España, desangrada por contiendas absurdas, ya no declaraba la guerra a nadie ni intentaba imponerse en Europa. Ahora se la declaraban a ella y bastante hacía con defenderse. Los franceses aprovecharon su postración para, en tres sucesivas guerras, arrebatarle el Franco Condado y algunas ciudades belgas, y ocupar Flandes y Cataluña (dos regiones que le fueron luego devueltas porque el rey francés, el astuto
Luis XIV, advirtió que, con un poco de suerte, iba a ganar toda España por vía pacífica cuando Carlos II falleciera sin sucesores). Lo que le restaba de Flandes hubiese sido fácil presa de los protestantes del norte, pero también lo respetaron porque les interesaba que aquella provincia perteneciese a la debilitada España y sirviese de aislante entre sus lindes y las de la poderosa Francia. Para que se vea el grado de postración al que había llegado un país que poco antes era la superpotencia indiscutida. Mientras la salud de Carlos II iba de mal en peor, las casas reales de Europa movían sus peones para repartirse el pastel español.
Carlos II moría sin herederos directos. ¿Quién ocuparía el trono español? Había dos candidatos: Austria y Francia. El que se hiciera con España, y su apetecible Imperio, se convertiría en potencia hegemónica del continente. Dado el sentido patrimonial de la monarquía, el candidato con mayores derechos era el francés, un nieto de Luis XIV, el Rey Sol. Pero se trataba de un Borbón. Los Austrias de la rama vienesa, los del archiduque Carlos, proponían a un candidato de su propia familia, un Austria de pura cepa. Inmediatamente, Inglaterra y Holanda apoyaron la propuesta; cualquier cosa con tal de evitar que España se convirtiera en un satélite de la superpotencia francesa.

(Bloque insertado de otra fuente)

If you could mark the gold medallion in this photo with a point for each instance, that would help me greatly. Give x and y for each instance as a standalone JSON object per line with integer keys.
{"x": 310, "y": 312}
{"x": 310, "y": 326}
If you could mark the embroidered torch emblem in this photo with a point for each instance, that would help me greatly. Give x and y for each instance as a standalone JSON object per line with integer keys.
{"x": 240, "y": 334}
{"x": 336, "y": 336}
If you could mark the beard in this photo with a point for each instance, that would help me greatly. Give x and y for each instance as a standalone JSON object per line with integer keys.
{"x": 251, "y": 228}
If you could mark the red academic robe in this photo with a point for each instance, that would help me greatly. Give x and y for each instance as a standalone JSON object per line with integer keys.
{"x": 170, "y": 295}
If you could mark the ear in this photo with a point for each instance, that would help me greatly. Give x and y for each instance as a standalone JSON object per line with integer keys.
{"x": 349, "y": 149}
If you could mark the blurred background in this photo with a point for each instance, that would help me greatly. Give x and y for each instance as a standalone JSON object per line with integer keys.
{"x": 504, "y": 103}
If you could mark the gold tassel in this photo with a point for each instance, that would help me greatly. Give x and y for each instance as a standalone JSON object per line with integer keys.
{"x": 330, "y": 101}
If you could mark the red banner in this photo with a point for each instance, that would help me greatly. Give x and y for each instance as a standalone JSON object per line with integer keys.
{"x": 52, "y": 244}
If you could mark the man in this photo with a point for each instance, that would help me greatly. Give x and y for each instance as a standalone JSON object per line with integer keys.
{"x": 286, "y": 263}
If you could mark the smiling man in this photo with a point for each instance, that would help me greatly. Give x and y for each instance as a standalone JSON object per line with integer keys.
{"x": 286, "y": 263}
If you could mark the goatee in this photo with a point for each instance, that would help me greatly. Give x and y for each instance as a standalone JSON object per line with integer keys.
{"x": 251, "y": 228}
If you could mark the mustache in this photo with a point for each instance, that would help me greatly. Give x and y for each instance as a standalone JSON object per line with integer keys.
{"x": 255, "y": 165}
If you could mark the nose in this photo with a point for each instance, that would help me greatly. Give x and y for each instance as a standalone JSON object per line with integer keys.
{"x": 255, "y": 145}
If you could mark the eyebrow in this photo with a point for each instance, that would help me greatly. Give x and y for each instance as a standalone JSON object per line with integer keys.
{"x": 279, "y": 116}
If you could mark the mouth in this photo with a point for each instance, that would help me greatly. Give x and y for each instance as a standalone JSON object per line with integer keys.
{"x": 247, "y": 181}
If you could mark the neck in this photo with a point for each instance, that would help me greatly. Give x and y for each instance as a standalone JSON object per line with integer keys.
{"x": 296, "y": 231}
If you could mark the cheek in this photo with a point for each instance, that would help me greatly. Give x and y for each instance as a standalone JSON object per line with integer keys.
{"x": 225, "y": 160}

Y los españoles, ¿qué opinaban? El agobiado pueblo no entendía de política y, con la experiencia que llevaba a la espalda, ¿qué más le daba ser explotado por un francés o por un austríaco? Al final, el francés se llevó el gato al agua.
El primero de noviembre de 1700, con el siglo que agonizaba y en el mes de los difuntos, Carlos II entregó su alma al creador y cerró la dinastía austríaca en España. El duque de Abrantes escribió al embajador alemán: «Querido amigo: tengo el gusto de despedir para siempre a la Casa de Austria.»
Éste fue el final de los Austrias y el comienzo de los Borbones. El lector, aunque escéptico, no ignora que se trata de la dinastía felizmente reinante, después de tres expulsiones y otras tantas restauraciones.